Wegen sexuellen Missbrauchs eines Jungen ist ein Mann vom Waiblinger Jugendschöffengericht verurteilt worden (Symbolbild). Foto: dpa/Sebastian Kahnert

Immer wieder hat ein 68-Jähriger in den vergangenen Jahren Kinder sexuell missbraucht – und saß deshalb mehrfach im Gefängnis. Wegen einer Tat in Schorndorf im Mai dieses Jahres ist der Mann aus dem Remstal nun zu einer weiteren Haftstrafe verurteilt worden.

Waiblingen - Der Angeklagte fällt durch viele Raster. Zum einen hat er bis zu seinem 60. Lebensjahr mit dem Strafrecht keinerlei Berührung gehabt, zum anderen hat er die vergangenen acht Jahre zu großen Teilen hinter Gittern verbracht. Immer wegen sexuellen Missbrauchs von Kindern. Jetzt muss der 68-Jährige aus dem Remstal wieder für zwei Jahre ins Gefängnis. Das Waiblinger Jugendschöffengericht hat ihn am Dienstag verurteilt. Wieder wegen eines sexuellen Missbrauchs, begangen am 4. Mai im Schorndorfer Kaufland, wo er einen fünfjährigen Jungen unsittlich berührte.

Mutter und Kind sind überzeugend

Für das Gericht ist es erwiesen, dass der 68-Jährige, der aufgrund verminderter Intelligenz als schwachsinnig gilt, das Kind in der Spielzeugabteilung angesprochen hat. Der Junge hatte sich dort Autos angeschaut, während seine Eltern den Wocheneinkauf machten. Die Mutter hatte ihren Sohn im Blick und dachte sich zuerst nichts schlimmes, als sie den Rentner neben ihm stehen sah. Ihre Aussage und die des Kindes führten schließlich zur Verurteilung des Angeklagten, der abstritt, die Tat begangen zu haben.

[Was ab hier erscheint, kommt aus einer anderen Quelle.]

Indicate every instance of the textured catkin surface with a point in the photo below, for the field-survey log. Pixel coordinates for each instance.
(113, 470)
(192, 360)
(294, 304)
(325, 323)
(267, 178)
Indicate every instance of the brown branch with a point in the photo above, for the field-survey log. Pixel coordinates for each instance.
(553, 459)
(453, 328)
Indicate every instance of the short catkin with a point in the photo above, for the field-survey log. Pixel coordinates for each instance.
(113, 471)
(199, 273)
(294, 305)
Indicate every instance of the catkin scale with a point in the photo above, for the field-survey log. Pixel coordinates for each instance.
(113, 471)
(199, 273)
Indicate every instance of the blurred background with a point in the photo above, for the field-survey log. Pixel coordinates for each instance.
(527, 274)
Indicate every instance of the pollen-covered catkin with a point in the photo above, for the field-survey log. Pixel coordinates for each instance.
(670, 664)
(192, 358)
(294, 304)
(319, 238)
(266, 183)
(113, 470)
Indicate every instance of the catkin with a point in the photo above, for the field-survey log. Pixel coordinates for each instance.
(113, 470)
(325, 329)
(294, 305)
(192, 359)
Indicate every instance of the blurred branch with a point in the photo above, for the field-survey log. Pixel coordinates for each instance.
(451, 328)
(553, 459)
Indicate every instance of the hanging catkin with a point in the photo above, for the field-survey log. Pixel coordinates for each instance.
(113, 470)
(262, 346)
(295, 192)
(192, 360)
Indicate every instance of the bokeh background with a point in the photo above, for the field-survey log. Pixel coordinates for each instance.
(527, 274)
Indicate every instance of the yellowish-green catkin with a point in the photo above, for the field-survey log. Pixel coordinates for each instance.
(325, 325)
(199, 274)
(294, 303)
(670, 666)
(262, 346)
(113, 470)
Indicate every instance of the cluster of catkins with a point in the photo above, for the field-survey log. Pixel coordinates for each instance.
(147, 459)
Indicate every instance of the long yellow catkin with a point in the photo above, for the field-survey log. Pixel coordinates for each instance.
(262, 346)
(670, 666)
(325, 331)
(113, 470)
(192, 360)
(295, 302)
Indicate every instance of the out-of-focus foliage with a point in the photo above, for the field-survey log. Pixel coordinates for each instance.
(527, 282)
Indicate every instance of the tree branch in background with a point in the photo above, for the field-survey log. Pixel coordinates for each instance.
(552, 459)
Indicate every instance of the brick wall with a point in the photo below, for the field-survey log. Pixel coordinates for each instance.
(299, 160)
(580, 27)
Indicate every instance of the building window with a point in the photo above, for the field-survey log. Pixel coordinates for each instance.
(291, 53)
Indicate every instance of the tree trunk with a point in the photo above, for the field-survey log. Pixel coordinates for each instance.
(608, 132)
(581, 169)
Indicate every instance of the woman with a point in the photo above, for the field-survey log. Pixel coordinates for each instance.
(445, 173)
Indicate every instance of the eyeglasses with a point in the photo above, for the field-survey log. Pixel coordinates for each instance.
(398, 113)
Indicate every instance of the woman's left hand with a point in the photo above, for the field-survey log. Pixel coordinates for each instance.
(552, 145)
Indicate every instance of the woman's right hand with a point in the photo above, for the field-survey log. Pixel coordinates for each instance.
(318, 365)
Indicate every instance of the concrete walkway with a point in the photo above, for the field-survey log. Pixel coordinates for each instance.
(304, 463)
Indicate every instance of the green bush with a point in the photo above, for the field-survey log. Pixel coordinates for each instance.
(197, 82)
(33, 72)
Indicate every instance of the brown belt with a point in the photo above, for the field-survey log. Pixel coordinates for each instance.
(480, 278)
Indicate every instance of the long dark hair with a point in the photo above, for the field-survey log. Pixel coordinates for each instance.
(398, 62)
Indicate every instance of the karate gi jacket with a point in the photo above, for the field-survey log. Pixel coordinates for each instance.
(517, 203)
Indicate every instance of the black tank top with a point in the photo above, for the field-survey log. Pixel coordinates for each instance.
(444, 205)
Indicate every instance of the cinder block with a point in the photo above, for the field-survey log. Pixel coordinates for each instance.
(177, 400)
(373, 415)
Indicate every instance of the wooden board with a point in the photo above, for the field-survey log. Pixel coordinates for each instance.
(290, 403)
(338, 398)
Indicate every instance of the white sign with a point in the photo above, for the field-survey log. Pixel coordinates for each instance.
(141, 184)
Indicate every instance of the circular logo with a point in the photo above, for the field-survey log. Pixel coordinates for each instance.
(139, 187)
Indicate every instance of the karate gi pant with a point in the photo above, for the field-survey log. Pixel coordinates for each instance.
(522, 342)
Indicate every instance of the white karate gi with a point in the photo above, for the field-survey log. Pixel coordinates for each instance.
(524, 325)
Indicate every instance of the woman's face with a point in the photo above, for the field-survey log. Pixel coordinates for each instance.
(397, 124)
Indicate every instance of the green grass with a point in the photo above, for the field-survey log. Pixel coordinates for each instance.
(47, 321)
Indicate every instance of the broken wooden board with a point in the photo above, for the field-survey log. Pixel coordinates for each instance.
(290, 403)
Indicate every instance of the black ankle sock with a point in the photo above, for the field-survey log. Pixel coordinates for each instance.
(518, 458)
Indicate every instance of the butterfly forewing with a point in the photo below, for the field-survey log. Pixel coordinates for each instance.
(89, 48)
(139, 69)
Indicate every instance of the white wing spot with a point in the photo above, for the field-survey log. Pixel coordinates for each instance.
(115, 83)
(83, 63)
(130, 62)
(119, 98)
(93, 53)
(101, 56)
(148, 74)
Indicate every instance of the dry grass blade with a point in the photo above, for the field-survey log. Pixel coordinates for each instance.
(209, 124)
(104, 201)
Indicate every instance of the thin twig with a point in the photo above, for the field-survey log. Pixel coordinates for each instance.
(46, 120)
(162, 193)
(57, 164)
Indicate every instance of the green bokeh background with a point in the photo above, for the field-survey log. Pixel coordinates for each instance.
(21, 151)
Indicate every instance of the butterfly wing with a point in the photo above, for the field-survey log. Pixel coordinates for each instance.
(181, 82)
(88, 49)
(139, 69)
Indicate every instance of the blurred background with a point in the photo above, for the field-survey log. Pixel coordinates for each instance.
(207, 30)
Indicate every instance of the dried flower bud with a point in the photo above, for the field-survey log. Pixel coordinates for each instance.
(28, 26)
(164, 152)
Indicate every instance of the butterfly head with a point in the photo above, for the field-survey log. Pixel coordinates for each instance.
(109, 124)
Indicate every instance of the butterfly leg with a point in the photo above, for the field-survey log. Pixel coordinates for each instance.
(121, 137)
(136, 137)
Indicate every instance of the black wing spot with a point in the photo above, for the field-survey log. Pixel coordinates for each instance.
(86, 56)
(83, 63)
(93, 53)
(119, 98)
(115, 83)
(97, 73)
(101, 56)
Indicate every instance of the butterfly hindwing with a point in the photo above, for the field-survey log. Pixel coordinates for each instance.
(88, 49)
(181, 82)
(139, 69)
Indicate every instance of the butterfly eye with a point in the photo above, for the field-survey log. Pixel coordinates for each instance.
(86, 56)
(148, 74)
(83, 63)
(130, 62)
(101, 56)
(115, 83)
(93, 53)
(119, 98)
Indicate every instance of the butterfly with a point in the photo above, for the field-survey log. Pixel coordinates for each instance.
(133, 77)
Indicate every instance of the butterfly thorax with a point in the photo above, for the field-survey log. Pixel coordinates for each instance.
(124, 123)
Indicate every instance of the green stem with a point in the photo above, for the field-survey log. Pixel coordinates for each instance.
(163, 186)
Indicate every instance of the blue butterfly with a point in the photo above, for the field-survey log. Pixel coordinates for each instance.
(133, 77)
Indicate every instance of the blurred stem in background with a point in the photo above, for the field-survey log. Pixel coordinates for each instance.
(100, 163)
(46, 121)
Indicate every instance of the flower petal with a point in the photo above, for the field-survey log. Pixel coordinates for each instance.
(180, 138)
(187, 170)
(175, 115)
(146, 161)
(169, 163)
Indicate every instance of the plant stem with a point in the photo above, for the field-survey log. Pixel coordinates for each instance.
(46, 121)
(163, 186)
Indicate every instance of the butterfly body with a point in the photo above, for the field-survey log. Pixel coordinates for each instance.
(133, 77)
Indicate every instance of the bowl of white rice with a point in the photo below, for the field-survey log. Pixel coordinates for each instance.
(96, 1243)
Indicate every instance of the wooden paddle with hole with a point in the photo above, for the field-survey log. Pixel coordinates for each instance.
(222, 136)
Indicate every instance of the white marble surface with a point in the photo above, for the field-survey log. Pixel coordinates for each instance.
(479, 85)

Die 32-Jährige habe in ihrer Aussage keinerlei Übertreibungen gemacht, führte der Vorsitzende Richter Martin Luippold in der Urteilsbegründung aus. Und der Fünfjährige, der unter Ausschluss der Öffentlichkeit dem Gericht berichtete, was ihm zugestoßen war, sei auch trotz seines sehr jungen Alters durchaus glaubwürdig gewesen. Allerdings rückte das Gericht davon ab, dass der Angeklagte dem Kind in die Unterhose gefasst hatte. „Dafür haben wir keinen objektiven Beweis, allerdings einen durchaus glaubwürdigen subjektiven, nämlich die Beobachtungen der Mutter“, so der Richter. Diese hatte berichtet, die Hand des Angeklagten „nur“ auf der Hose ihres Sohnes gesehen zu haben. Das reiche jedoch aus für den Tatbestand des sexuellen Missbrauchs von Kindern.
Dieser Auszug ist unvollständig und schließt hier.